Iran Reaffirms Religious Minorities Free to Be Elected to Local Councils

Iranian authorities have ruled that members of religious minorities living in the country can be elected as members of city and village councils, reaffirming an existing law that had been rejected by the Guardian Council.

Iran’s Expediency Council, which is charged with resolving disputes between the Iranian Parliament and the Guardian Council, ruled on Saturday that members of the religious minorities can be elected to local councils.

Two-thirds of those participating a Saturday meeting of the Expediency Council voted for the law, which will allow Sepanta Niknam, a Zoroastrian member-elect of Yazd’s city council, to start his work as a councillor after being suspended by the Guardian Council.

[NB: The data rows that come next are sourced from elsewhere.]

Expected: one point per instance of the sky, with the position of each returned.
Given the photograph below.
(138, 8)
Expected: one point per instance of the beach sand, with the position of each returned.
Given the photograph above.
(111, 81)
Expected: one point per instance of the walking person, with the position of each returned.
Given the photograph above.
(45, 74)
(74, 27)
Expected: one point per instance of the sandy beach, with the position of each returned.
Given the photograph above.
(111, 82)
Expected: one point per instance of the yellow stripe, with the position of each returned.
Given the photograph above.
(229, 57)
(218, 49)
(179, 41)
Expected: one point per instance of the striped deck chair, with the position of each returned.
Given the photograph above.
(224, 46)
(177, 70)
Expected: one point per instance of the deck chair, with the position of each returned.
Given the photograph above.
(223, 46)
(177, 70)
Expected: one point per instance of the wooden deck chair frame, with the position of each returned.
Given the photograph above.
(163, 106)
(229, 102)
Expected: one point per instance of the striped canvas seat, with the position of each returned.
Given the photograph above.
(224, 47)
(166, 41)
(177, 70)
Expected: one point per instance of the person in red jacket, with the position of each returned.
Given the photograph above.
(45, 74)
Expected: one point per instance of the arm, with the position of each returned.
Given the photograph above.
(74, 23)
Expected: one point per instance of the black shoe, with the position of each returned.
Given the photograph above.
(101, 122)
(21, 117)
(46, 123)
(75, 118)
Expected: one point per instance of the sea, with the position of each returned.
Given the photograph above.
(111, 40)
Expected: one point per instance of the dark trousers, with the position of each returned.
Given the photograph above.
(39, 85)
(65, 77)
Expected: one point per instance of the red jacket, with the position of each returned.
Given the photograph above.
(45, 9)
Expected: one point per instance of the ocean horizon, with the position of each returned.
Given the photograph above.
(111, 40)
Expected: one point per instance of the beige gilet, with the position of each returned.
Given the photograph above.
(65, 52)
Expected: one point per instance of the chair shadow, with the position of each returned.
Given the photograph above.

“Today, the Expediency Council ruled that the 1996 law on religious minorities is applicable and they can run for local elections,” Gholam-Reza Mesbahi-Moqaddam a member of the Expediency Council told Mehr News Agency.

Sepanta Niknam was the only non-Muslim politician elected to the council of Yazd in central Iran back in May 2017 but he was suspended later in the year following a complaint by one of his fellow councillors and a decision by the Guardian Council.

It had followed a ruling by the head of Iran’s Guardian Council, which oversees elections, barring religious minorities from running for municipal votes.

Since the Guardian Council can only oversee national elections, the ruling was rejected by parliament, but that did not prevent Niknam’s suspension.

Majid Ansari, another member of the Expediency Council said the members ruled on Saturday in favour of Niknam.

“Today, the Expediency Council ruled that religious minorities can participate in council elections in their towns,” he said.  According to Ansari, Niknam is now free to retake his post in the Yazd city council.

Iran officially recognises Iranian Zoroastrians, Jews and Christians as religious minorities.

The national parliament has several religious minority members, including three Christians, a Zoroastrian and a Jew among its 290 deputies.

Zoroastrianism was the dominant religion in Persia, prior to the arrival of Islam, but only counts around 25,000 adherents today, according to government figures.